This section evaluates the performance of the Lazy Skeletons framework on common, multi-stage computational tasks, comparing it directly against NVIDIA's highly optimized Thrust library. We use Vector Normalization and ReLU Sum as benchmarks to demonstrate the effectiveness of our framework's kernel fusion capabilities in high-performance computing.
The SAXPY (Single-Precision A * X Plus Y) algorithm is a simple illustration of the API's simplicity and power. Note the clean, chainable syntax.

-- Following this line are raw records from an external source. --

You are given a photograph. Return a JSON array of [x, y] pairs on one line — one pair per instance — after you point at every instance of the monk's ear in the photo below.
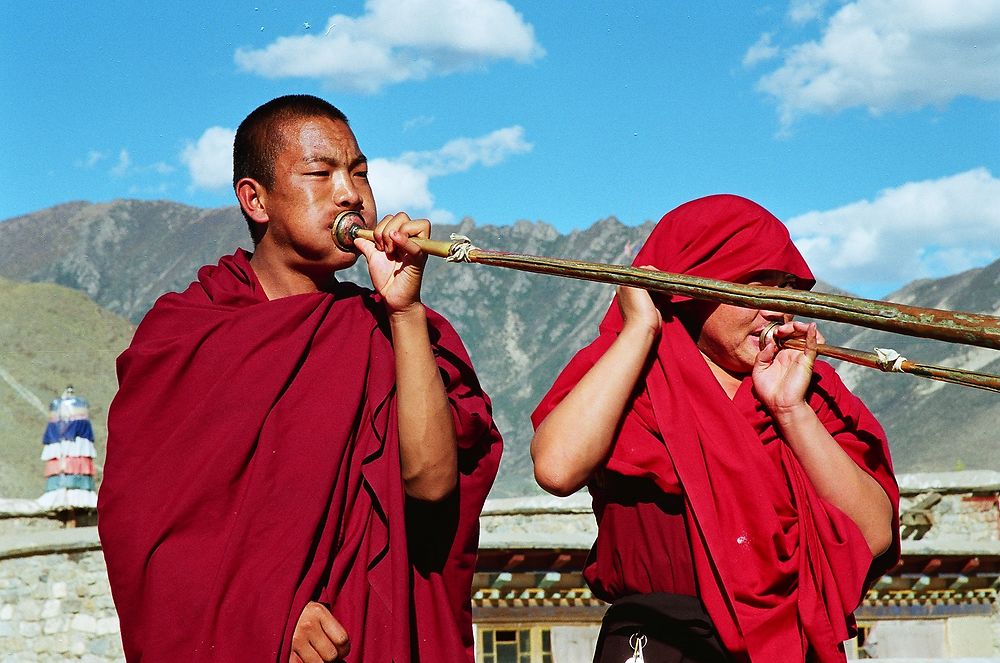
[[253, 198]]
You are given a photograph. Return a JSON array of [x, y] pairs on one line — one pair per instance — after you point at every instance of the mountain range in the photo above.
[[520, 328]]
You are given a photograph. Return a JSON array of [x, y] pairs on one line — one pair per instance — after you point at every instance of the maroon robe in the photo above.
[[253, 465], [725, 509]]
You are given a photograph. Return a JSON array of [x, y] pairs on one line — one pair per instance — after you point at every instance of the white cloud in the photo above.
[[459, 155], [924, 229], [399, 40], [121, 167], [210, 159], [399, 186], [403, 183], [803, 11], [892, 55], [93, 158]]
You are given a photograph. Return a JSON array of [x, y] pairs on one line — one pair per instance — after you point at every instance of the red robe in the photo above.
[[253, 466], [778, 569]]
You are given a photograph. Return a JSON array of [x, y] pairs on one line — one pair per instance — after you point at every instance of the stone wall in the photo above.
[[55, 602]]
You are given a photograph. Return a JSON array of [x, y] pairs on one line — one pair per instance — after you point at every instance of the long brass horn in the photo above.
[[938, 324]]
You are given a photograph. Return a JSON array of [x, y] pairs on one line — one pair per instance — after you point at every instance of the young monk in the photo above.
[[744, 497], [296, 465]]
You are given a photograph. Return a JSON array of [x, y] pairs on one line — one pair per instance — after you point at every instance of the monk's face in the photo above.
[[320, 171], [730, 335]]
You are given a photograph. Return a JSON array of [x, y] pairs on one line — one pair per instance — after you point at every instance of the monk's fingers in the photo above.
[[403, 234], [379, 232]]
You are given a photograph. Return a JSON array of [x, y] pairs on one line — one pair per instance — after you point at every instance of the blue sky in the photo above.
[[871, 127]]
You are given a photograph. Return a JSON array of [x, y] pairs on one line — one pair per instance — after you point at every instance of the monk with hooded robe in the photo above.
[[745, 498], [296, 465]]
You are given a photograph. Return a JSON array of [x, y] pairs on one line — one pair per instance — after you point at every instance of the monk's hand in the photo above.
[[395, 262], [318, 636], [782, 376], [638, 310]]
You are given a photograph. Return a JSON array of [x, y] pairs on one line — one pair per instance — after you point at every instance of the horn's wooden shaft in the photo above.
[[951, 326], [871, 360]]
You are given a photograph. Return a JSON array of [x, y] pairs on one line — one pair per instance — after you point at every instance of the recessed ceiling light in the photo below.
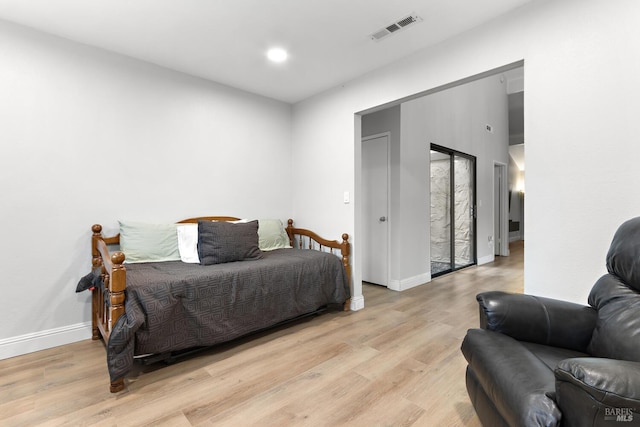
[[277, 54]]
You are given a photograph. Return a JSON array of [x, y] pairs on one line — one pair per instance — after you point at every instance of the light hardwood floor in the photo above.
[[395, 363]]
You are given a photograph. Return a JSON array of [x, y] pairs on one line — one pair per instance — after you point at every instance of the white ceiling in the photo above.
[[226, 40]]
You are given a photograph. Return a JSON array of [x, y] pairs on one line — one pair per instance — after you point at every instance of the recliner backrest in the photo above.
[[616, 298], [623, 258]]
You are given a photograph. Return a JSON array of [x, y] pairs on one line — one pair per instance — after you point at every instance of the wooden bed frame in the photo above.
[[108, 303]]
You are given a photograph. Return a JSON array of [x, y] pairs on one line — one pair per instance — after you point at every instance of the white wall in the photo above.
[[582, 102], [188, 147]]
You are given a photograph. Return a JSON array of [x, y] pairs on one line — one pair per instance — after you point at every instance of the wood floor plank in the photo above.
[[395, 363]]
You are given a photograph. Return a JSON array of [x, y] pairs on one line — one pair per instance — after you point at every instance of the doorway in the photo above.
[[453, 210], [375, 208]]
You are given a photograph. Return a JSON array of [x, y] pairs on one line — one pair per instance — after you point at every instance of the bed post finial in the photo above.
[[289, 231], [345, 250]]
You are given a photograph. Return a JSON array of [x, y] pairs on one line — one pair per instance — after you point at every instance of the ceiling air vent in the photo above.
[[401, 24]]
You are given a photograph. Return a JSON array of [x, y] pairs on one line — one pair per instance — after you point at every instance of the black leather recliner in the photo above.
[[543, 362]]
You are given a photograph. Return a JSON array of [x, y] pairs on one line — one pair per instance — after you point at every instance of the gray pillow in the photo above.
[[221, 241]]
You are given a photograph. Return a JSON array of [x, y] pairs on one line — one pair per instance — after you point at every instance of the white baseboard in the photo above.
[[486, 259], [28, 343], [411, 282], [357, 303]]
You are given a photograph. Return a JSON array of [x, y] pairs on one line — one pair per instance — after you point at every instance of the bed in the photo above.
[[153, 307]]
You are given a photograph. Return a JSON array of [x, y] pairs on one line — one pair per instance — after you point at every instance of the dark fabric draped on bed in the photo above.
[[172, 306]]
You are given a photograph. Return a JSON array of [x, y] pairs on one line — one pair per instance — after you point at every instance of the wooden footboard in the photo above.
[[108, 302], [306, 239]]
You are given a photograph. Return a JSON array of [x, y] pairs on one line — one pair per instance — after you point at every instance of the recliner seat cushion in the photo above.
[[517, 381]]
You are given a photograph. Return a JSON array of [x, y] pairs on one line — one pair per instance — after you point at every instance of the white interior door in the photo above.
[[375, 209]]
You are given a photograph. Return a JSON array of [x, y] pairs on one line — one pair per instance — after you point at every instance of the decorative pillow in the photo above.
[[271, 235], [188, 243], [220, 242], [143, 242]]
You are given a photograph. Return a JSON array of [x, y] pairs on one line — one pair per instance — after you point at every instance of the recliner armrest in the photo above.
[[592, 391], [537, 319]]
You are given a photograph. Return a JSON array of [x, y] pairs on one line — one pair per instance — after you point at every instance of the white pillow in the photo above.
[[271, 235], [143, 242], [188, 243]]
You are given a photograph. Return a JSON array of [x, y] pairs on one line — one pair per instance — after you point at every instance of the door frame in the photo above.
[[500, 208], [474, 223], [387, 256]]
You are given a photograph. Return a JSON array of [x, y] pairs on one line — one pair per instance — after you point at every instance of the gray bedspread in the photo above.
[[173, 306]]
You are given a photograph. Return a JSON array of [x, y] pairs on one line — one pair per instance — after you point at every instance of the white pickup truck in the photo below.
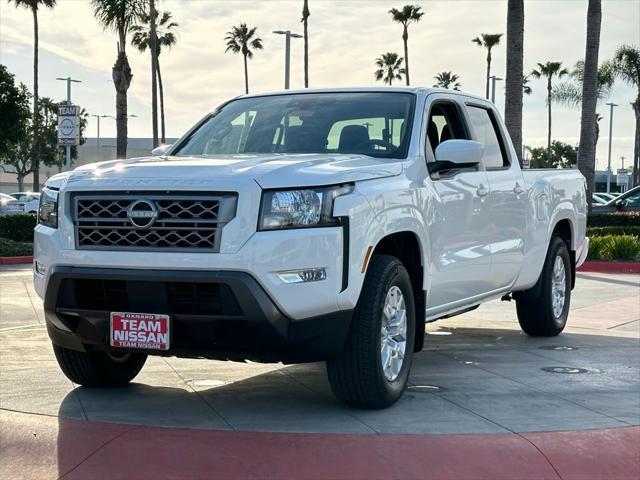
[[318, 225]]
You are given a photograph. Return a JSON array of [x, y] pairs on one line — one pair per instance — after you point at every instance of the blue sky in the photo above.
[[345, 38]]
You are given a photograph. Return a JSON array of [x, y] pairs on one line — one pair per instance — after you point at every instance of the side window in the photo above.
[[485, 127], [444, 124]]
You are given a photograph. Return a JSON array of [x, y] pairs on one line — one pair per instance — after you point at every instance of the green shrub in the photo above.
[[9, 248], [614, 247], [617, 219], [600, 231], [18, 227]]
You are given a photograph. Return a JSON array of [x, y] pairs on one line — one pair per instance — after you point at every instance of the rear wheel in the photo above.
[[99, 368], [373, 369], [546, 314]]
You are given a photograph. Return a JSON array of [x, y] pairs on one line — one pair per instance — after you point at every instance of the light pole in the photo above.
[[68, 147], [98, 139], [287, 53], [611, 105], [493, 87]]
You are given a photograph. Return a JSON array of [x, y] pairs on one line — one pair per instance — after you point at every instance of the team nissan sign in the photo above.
[[68, 124]]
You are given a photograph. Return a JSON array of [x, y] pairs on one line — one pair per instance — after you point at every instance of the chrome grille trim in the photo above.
[[185, 221]]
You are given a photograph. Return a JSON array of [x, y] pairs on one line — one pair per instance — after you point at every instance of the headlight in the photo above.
[[48, 209], [312, 207]]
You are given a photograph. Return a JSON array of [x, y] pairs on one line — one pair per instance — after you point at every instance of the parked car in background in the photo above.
[[9, 205], [31, 200]]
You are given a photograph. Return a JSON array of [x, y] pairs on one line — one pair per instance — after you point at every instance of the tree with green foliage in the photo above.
[[549, 70], [34, 6], [389, 68], [626, 63], [166, 38], [242, 39], [406, 16], [488, 41], [120, 16], [563, 155], [447, 80]]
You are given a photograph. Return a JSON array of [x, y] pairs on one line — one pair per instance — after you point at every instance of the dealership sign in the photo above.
[[68, 125]]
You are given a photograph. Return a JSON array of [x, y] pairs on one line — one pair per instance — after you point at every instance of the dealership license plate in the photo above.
[[148, 331]]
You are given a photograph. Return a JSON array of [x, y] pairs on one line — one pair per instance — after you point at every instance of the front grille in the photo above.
[[175, 221]]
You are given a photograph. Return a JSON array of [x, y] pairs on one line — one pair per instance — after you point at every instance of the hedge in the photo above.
[[18, 227], [600, 231], [627, 219], [614, 247], [9, 248]]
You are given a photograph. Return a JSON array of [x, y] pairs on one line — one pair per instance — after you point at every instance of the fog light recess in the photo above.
[[303, 276]]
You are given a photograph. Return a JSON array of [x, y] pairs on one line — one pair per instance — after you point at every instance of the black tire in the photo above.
[[357, 376], [536, 315], [98, 368]]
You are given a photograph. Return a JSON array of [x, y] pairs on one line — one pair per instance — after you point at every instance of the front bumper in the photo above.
[[221, 314]]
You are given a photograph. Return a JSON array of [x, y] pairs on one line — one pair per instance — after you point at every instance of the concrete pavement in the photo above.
[[478, 376]]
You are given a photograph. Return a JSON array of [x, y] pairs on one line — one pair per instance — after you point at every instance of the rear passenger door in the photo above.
[[507, 197], [458, 217]]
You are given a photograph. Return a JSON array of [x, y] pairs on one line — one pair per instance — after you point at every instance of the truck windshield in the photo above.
[[375, 124]]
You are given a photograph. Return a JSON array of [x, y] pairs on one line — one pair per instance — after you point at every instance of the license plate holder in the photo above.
[[145, 331]]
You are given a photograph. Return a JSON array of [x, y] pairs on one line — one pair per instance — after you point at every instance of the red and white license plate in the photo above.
[[149, 331]]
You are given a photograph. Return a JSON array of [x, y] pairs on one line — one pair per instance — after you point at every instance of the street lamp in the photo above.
[[493, 87], [287, 53], [611, 105]]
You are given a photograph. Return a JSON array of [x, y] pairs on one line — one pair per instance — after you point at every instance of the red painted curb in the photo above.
[[610, 267], [15, 260]]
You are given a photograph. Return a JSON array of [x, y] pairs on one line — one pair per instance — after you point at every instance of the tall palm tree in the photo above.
[[166, 38], [515, 81], [305, 21], [239, 39], [408, 15], [34, 5], [120, 16], [587, 148], [447, 80], [627, 67], [389, 68], [549, 70], [488, 41]]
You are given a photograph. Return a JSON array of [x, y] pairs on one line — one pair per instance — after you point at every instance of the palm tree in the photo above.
[[549, 70], [389, 68], [488, 41], [408, 15], [627, 67], [515, 81], [166, 38], [120, 16], [34, 5], [239, 39], [305, 21], [447, 80], [587, 147]]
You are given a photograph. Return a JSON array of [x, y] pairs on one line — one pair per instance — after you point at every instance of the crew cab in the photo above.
[[315, 225]]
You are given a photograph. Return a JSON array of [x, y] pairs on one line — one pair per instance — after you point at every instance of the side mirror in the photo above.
[[455, 154], [161, 150]]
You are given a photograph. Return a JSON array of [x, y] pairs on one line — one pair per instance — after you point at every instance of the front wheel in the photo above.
[[373, 369], [546, 315], [99, 368]]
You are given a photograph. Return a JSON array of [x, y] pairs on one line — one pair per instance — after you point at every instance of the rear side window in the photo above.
[[485, 128]]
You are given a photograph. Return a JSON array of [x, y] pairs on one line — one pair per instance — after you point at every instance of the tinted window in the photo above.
[[485, 129], [367, 123]]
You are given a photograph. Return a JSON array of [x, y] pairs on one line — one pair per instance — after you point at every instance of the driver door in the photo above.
[[460, 252]]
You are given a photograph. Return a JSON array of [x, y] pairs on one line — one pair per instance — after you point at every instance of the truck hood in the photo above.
[[268, 170]]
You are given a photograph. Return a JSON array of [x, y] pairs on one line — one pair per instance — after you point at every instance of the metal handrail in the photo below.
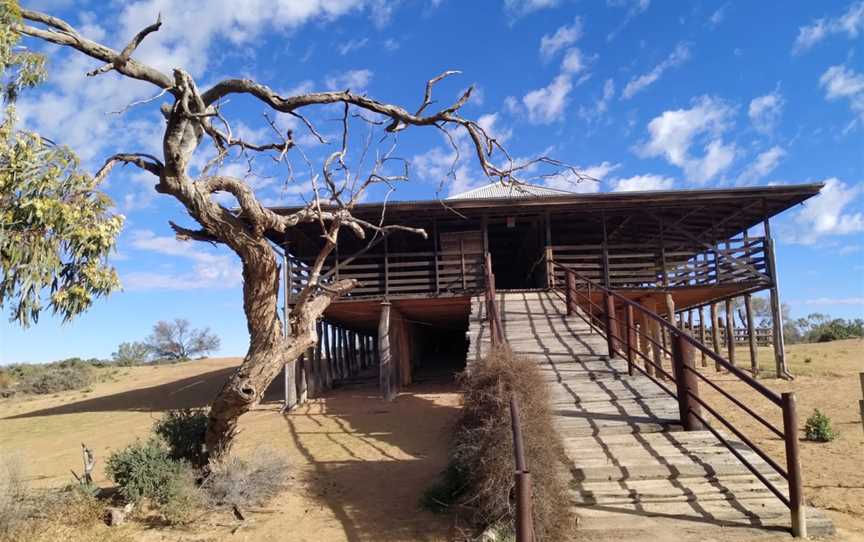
[[685, 378]]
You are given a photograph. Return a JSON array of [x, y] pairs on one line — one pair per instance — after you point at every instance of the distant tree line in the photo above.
[[169, 342], [820, 328]]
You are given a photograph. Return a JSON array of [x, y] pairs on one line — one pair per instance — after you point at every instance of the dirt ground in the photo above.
[[360, 463], [827, 379]]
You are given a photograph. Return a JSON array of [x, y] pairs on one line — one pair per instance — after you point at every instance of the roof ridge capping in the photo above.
[[498, 189]]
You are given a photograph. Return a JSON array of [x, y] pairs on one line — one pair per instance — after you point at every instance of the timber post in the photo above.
[[730, 331], [610, 320], [861, 402], [793, 464], [687, 385], [385, 361], [751, 335], [715, 334], [630, 333], [702, 335], [776, 308], [571, 286]]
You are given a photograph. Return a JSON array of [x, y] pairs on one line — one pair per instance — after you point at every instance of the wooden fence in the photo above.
[[640, 266], [382, 275]]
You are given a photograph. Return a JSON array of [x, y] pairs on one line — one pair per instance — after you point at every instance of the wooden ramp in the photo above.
[[635, 474]]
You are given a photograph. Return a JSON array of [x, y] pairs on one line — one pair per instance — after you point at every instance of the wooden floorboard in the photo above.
[[631, 467]]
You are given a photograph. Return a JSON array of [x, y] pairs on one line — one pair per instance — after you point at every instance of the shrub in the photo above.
[[818, 428], [183, 431], [56, 378], [144, 469], [132, 353], [234, 481], [13, 495], [479, 476]]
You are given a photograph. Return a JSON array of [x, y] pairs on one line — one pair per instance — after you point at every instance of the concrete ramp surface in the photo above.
[[634, 473]]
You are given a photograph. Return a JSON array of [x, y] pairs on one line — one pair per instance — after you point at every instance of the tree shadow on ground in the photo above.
[[380, 458]]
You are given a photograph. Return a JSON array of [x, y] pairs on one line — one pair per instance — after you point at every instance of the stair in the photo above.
[[634, 473]]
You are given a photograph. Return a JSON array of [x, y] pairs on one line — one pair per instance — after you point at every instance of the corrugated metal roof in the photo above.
[[498, 190]]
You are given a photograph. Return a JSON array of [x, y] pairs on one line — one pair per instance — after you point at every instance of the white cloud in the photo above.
[[680, 55], [823, 214], [850, 23], [570, 182], [573, 61], [546, 105], [634, 8], [718, 16], [491, 125], [210, 269], [764, 164], [643, 183], [599, 171], [601, 105], [841, 82], [835, 301], [673, 133], [517, 8], [765, 111], [563, 37], [356, 80], [352, 45]]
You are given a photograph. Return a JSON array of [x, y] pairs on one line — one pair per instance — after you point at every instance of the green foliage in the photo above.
[[822, 328], [57, 379], [818, 428], [253, 481], [56, 228], [21, 68], [177, 340], [131, 353], [47, 378], [183, 431], [145, 469]]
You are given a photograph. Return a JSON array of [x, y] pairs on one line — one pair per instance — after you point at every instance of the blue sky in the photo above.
[[640, 94]]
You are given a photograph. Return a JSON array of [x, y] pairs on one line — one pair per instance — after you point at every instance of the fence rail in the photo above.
[[741, 259], [386, 274], [622, 321]]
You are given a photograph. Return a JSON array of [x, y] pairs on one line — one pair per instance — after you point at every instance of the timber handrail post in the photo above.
[[687, 384], [571, 287], [524, 515], [630, 333], [793, 465], [609, 321]]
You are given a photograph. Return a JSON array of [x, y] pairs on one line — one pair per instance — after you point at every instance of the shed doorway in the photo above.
[[516, 245]]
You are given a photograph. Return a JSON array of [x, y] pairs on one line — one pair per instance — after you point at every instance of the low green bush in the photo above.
[[57, 378], [144, 469], [818, 428], [183, 431]]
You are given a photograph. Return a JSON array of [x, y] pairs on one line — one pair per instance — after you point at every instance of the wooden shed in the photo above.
[[677, 251]]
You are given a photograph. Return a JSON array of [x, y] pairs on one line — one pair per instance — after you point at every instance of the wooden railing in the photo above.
[[522, 476], [635, 266], [398, 273], [616, 318]]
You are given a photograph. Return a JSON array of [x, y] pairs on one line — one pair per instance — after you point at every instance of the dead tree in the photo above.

The computation is fused into a single kernel and executed only at the assignment to the result variable z.
struct saxpy_functor {
const float a;
__device__ float operator()(float x, float y) const {
return a * x + y;
}
};
struct reduce_functor {
__device__ float operator()(float x, float y) const {
return x + y;
}
}
int main() {
float a = 2.0f;
int n = 1 << 20; // ~1 million elements
lskel::Vector<float> x(n, 1.0f); // Vector of 1s
lskel::Vector<float> y(n, 2.0f); // Vector of 2s
float z;
// Computation is fused and triggered on this line
z = y.map(x, saxpy_functor(a)).reduce(reduce_functor(), 0.0f);
// z now contains the result (2.0 * 1.0 + 2.0) * n = 4 million
return 0;
}
One of the defining strengths of our framework is its ability to combine multiple Map operations into a single kernel launch. This is achieved through expression templates, which enable lazy evaluation and symbolic composition, significantly reducing overhead and improving performance.
To evaluate this, we benchmarked ten chained Map operations against an equivalent implementation in Thrust. Our framework fuses all ten operations into a single kernel, while Thrust requires ten separate kernel launches. The performance difference is clear in the figure below.
Chained Map Benchmark (10 Computations)
The Thrust implementation's execution time increases substantially with vector size due to repeated kernel launch latency. In contrast, our fused kernel maintains near-constant overhead. This highlights how kernel fusion dramatically reduces launch overhead and avoids unnecessary intermediate memory operations, demonstrating the effectiveness of our optimization strategy.
Vector normalization scales a vector to a magnitude (L₂ norm) of 1. The operation involves an expensive, multi-stage process where each element $v_i$ is divided by the vector's magnitude $\lVert \mathbf{v} \rVert = \sqrt{\sum v_i^2}$.
A standard implementation requires separate kernels for squaring, summing (reduction), taking the square root, and final division. Our framework optimizes this by automatically fusing the steps, converting the sequence into a more efficient Map-Reduce followed by a Map operation.
Performance comparison between our framework (lskel) and a multi-step Thrust implementation for Vector Normalization.
The ReLU Sum is a classic Map-Reduce pattern used widely in neural networks, where the Rectified Linear Unit function (max(0, x)) is applied element-wise, followed by a sum reduction. This benchmark highlights the efficiency of our direct Map-Reduce fusion compared to a standard implementation that requires two separate kernel launches (one for Map, one for Reduce).
Performance comparison of the ReLU Sum operation between our framework and a standard Thrust implementation.
The benchmark results validate the framework's fusion architecture:
These findings confirm that the framework's high-level API successfully abstracts complexity while generating highly efficient, fused kernels competitive with industry-standard libraries.